Preventing boat fires

How to prevent a fire aboard your boat

Navigation Rules

Fire on a boat is a serious matter. On shore you can run away and call for help. On a boat, you have nowhere to go except into the water, and help may be far away.

You can prevent many fires by quickly finding and correcting conditions that could cause a fire.

Inspect your boat’s bilge frequently. Keep it free of grease, oil and debris. Check your fuel system for leaks.

Regularly inspect electrical wiring. Repair bare wires or loose electrical connections to prevent a spark from igniting fuel vapors.

Use only marine-rated parts for repairs.

Store dinghy fuel and propane topside where they have plenty of ventilation.

Ensure charcoal is completely cold before securing the grill.

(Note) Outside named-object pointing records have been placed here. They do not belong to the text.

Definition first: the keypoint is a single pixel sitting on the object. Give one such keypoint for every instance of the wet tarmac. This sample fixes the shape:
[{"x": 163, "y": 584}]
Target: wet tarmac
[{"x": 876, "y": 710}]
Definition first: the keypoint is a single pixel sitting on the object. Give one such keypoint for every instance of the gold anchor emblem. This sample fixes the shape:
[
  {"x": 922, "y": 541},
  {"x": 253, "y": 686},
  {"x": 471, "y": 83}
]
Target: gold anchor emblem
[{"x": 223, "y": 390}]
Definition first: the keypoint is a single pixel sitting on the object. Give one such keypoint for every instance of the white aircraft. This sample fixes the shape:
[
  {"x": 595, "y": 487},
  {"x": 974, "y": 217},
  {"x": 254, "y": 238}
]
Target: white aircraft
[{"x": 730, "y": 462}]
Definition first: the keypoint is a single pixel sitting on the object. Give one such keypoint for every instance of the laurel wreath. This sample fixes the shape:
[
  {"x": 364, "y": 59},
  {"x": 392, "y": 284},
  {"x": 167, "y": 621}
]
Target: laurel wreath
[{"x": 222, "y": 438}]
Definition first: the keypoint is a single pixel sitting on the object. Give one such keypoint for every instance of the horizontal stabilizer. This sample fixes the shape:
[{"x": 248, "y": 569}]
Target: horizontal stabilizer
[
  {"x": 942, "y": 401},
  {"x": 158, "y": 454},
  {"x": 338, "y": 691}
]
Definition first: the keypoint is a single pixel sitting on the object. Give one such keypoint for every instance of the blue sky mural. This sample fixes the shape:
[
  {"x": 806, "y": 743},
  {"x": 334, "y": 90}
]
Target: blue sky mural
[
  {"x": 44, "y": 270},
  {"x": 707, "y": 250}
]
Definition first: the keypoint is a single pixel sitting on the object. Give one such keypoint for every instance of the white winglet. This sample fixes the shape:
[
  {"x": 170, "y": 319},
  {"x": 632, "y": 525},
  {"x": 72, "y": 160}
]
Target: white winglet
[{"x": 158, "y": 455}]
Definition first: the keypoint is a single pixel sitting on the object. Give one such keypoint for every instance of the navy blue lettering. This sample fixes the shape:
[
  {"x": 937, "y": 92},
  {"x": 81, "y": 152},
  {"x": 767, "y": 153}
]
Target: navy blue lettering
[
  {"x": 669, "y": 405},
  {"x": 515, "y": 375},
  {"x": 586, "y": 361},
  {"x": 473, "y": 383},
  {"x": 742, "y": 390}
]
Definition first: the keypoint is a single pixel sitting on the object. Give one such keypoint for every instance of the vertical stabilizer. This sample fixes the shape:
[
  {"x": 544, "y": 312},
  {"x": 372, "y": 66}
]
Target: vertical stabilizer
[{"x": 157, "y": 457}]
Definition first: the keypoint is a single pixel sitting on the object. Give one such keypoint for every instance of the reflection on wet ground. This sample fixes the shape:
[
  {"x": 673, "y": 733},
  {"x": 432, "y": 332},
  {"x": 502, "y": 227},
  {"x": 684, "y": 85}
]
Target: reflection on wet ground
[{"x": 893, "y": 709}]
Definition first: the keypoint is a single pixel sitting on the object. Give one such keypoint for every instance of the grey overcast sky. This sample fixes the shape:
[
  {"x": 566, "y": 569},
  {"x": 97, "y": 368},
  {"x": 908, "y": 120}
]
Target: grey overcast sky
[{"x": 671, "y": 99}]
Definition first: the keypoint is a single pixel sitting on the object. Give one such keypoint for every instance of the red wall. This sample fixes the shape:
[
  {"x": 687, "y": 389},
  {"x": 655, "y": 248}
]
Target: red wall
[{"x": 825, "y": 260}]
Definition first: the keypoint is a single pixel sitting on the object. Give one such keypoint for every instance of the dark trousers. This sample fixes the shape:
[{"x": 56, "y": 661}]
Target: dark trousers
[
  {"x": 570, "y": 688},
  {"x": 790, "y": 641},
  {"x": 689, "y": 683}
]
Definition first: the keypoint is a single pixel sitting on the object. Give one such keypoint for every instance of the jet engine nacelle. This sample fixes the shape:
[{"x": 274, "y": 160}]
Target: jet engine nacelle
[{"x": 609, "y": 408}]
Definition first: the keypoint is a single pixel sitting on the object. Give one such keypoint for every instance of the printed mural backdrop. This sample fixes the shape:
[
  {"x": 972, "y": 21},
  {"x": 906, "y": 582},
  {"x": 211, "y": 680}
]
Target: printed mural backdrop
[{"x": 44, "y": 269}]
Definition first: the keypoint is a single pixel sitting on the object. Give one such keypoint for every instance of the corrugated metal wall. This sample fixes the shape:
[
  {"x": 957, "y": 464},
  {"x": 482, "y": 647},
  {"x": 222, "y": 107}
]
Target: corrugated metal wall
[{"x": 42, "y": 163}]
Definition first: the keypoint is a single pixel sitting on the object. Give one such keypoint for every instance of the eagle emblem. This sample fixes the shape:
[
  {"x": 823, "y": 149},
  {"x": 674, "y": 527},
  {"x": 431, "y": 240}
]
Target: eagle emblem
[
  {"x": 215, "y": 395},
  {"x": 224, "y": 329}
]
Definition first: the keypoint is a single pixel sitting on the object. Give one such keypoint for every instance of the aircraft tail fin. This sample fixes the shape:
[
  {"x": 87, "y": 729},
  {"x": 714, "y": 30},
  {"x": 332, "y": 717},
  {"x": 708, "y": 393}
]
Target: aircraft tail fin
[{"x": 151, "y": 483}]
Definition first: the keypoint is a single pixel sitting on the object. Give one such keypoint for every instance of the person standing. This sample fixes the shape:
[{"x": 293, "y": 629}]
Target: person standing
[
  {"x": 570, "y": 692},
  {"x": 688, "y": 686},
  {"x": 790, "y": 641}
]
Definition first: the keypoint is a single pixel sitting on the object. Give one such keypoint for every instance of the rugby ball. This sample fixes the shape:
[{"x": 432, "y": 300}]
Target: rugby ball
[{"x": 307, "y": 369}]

Use caution because the embers may remain a fire hazard long after use.

Close all hatches before fueling; ground your fuel line nozzle against the fill pipe to eliminate static sparks.

Ventilate your engine compartment after every fueling until you are sure there are no dangerous vapors. Use your nose to sniff for vapors.

If your boat is equipped with a bilge blower, run it for at least 4 minutes until the bilge is clear of fumes. Sniff the blower exhaust.

Starting the engine when gasoline vapors are present in the bilge causes most fires. This type of fire starts with an explosion and spreads rapidly.

Diesel fuel burns as fast as gasoline when ignited. The only difference is that the temperature at which the diesel fumes ignite is higher.

Keep more than the required numbers and size of approved fire extinguishers readily accessible. Mount them properly where you can get at them quickly and easily. Have them checked annually to ensure they are fully charged and in working order.

Plan ahead. Know what you will do to combat fire in any section of your boat.